Project Brainstorm Solutions
Brainstorm Solutions, an LLC out of the Stanford School of Medicine’s Brainstorm Lab, was selected to evaluate prompt responses in the suicide & self-harm hazard category using their expertise in clinical psychiatry. MLCommons selected the project to leverage expert psychiatric knowledge to annotate unacceptable prompt responses that may not be apparent to the average human annotator. The Brainstorm Solutions team developed a new evaluation method based on levels of “suicidal ideation”, which indicates if and the degree to which a prompt (user) exhibits the propensity to self-harm. Responses can then be annotated with more clinical accuracy based on the suicidal ideation of the original prompt. The suicidal ideation categories and expert response annotations will be incorporated into a future release of the benchmark. Click below to download the final project paper and evaluation guide.
Masakhane
Masakhane is a grassroots organization whose mission is to strengthen and spur NLP research in African languages, for Africans, by Africans.
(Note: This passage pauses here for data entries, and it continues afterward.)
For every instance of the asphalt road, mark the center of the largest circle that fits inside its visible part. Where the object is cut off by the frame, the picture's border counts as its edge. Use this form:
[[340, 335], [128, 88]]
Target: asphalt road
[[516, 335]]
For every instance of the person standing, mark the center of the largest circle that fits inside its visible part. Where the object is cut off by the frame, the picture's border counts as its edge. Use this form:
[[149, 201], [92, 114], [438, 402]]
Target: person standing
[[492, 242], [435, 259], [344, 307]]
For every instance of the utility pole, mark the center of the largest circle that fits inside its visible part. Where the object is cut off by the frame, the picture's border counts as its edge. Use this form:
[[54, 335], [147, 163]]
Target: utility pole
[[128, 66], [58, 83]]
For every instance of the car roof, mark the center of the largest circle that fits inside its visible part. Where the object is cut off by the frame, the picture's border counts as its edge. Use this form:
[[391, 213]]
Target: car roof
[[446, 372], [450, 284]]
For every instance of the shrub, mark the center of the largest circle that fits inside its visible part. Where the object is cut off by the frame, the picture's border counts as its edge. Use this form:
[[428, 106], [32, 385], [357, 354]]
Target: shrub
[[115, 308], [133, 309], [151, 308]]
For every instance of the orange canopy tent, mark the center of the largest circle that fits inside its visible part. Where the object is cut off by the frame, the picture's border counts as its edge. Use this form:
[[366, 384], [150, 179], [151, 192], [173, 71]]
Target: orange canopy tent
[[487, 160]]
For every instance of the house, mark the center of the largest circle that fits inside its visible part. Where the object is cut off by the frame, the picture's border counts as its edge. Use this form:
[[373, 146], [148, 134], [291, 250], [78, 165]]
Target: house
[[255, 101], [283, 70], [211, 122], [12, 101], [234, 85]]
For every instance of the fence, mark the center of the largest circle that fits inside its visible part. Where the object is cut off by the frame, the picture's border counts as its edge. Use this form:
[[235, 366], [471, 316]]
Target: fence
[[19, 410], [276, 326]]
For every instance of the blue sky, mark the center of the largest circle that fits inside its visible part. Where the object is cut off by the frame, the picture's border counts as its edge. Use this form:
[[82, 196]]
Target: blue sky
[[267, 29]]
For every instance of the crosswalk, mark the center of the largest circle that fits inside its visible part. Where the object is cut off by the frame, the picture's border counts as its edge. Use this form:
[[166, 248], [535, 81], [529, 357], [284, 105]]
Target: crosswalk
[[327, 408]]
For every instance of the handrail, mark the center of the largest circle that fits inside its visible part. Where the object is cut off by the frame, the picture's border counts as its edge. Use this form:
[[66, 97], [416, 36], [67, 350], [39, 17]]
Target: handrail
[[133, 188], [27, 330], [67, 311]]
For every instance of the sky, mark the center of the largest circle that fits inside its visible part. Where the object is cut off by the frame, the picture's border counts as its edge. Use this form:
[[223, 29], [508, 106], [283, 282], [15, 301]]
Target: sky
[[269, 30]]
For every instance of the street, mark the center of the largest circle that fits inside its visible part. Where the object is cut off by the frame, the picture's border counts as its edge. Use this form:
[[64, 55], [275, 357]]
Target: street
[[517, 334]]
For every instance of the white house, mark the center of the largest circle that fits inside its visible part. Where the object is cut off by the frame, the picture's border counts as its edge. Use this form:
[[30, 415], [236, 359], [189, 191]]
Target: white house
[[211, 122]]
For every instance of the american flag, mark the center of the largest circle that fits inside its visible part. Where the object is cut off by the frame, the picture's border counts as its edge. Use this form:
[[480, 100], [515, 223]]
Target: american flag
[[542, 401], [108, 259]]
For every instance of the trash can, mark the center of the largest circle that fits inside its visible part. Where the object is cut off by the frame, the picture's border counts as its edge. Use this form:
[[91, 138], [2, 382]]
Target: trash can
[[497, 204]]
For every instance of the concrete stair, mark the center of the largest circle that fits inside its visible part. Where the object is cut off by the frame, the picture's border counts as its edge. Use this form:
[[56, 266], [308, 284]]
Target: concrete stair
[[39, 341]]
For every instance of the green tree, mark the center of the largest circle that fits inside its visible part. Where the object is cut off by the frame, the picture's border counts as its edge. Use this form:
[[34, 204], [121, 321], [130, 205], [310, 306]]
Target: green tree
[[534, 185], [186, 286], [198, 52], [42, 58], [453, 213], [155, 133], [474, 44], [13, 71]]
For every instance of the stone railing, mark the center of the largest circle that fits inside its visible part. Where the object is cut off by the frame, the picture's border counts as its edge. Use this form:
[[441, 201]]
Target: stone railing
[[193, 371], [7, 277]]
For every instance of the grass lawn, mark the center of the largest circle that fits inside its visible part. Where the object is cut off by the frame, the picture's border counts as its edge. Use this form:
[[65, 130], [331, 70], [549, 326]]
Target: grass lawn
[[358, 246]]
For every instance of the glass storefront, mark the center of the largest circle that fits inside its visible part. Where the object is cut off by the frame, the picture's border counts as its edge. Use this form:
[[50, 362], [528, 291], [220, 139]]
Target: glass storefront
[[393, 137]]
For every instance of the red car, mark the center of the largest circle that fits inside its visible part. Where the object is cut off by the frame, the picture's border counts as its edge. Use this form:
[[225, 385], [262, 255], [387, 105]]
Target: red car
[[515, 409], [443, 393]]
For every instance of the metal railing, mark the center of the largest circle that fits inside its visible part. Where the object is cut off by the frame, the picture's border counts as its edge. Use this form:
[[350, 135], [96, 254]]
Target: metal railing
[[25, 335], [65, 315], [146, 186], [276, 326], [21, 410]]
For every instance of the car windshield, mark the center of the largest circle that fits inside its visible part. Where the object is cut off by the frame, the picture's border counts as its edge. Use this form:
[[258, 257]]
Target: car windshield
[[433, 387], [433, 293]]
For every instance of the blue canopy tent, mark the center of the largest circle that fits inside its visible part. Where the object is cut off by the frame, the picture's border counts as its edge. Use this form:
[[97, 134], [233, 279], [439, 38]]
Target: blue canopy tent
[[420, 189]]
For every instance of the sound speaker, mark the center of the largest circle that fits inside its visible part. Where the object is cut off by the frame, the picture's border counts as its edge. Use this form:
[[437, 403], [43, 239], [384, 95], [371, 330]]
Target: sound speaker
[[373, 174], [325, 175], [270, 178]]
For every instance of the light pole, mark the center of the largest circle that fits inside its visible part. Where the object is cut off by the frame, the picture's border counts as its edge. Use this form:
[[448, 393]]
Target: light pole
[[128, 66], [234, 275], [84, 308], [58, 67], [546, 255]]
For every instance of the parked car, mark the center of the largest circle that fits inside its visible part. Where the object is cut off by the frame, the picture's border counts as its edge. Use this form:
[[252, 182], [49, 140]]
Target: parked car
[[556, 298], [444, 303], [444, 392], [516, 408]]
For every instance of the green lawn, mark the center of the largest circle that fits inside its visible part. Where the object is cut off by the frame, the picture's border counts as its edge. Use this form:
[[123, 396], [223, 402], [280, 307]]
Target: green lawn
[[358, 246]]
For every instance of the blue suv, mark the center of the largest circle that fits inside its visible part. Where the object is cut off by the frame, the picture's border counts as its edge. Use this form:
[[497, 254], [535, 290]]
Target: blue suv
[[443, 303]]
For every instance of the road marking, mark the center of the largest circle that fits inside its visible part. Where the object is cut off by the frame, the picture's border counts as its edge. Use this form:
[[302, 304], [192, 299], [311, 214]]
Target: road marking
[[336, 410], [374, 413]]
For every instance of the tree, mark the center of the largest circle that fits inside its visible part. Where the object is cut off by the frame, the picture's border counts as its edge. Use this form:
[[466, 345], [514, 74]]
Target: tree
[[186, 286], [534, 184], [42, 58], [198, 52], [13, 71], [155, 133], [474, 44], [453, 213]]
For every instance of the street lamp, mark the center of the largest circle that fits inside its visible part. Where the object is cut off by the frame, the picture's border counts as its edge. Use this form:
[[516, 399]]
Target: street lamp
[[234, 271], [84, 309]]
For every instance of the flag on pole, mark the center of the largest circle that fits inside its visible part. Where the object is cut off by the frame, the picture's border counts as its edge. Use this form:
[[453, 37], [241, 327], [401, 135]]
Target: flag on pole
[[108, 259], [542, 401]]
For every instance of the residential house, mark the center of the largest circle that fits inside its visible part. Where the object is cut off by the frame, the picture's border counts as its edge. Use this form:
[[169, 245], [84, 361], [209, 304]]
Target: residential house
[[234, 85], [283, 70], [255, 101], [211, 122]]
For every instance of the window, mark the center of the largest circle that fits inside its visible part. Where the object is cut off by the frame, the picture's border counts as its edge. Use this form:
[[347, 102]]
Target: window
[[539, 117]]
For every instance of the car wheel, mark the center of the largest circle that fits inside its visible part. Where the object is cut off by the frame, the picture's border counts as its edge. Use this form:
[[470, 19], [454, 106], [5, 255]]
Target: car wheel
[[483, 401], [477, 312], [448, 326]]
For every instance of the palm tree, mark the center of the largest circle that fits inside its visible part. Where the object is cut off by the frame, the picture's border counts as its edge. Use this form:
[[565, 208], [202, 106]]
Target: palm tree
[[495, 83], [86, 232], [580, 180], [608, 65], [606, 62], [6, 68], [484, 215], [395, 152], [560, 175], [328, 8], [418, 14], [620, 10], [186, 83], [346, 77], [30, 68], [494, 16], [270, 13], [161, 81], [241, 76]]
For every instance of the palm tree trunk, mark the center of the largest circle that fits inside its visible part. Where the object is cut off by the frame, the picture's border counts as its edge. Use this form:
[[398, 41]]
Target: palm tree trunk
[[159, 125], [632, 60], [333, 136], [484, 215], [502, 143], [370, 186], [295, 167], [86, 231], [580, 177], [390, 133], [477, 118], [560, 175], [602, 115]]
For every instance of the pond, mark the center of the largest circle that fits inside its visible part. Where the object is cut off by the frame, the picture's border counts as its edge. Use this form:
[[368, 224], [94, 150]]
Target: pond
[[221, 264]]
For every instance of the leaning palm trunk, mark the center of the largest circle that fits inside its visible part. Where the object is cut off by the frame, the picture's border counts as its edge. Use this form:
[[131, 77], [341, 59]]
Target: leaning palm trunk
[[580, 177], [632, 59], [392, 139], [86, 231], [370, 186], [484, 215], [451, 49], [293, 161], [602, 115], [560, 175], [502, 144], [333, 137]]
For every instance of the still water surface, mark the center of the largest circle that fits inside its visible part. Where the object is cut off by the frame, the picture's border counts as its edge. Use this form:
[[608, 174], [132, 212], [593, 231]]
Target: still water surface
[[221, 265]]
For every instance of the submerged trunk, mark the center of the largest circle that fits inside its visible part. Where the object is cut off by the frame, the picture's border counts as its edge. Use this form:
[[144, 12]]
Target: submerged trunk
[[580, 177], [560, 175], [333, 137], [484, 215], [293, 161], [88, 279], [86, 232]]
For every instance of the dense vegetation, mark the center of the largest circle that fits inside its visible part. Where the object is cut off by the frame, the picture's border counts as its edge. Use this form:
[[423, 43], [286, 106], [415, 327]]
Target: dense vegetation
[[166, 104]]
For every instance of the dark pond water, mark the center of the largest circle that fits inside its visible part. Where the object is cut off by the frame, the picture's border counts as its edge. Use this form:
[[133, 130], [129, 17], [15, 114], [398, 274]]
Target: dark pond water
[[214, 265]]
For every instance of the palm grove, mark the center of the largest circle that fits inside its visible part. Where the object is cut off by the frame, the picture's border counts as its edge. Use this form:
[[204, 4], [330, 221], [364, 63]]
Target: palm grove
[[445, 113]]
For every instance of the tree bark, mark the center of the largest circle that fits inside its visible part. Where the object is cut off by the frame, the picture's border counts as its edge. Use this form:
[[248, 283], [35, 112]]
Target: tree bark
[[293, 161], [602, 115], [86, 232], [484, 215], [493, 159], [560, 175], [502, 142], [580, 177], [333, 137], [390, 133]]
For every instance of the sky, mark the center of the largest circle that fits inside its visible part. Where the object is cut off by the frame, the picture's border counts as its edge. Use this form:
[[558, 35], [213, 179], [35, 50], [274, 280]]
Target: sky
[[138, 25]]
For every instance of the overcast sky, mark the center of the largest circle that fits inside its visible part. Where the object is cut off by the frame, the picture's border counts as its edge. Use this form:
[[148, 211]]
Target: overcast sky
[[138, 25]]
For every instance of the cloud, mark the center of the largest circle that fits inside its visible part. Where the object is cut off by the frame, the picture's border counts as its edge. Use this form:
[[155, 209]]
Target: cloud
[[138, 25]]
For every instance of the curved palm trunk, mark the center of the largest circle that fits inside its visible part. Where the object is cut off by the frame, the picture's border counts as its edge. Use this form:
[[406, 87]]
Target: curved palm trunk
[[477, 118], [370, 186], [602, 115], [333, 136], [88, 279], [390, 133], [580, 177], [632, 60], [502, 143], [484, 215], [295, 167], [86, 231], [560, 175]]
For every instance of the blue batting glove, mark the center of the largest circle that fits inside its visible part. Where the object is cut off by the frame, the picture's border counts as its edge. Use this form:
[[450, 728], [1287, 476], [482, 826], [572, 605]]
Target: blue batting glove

MLCommons is working with the organization to create a landscape analysis of native African language readiness for inclusion in a future MLCommons benchmark. A known challenge for many African contexts and languages is insufficient LLM and machine evaluator coverage required for the AILuminate benchmark. The organization is identifying a mix of technical, language and demographic inclusion criteria, including language performance in LLMs, and government and local initiatives. The draft report is forthcoming.
MERL Tech
The MERL Tech initiative is a global community of monitoring, evaluation, research and learning practitioners, with 1000+ members in its NLP Community of Practice. MLCommons worked with MERL Tech to solicit expert external feedback on UX and visual design presentations of its benchmark grader reports.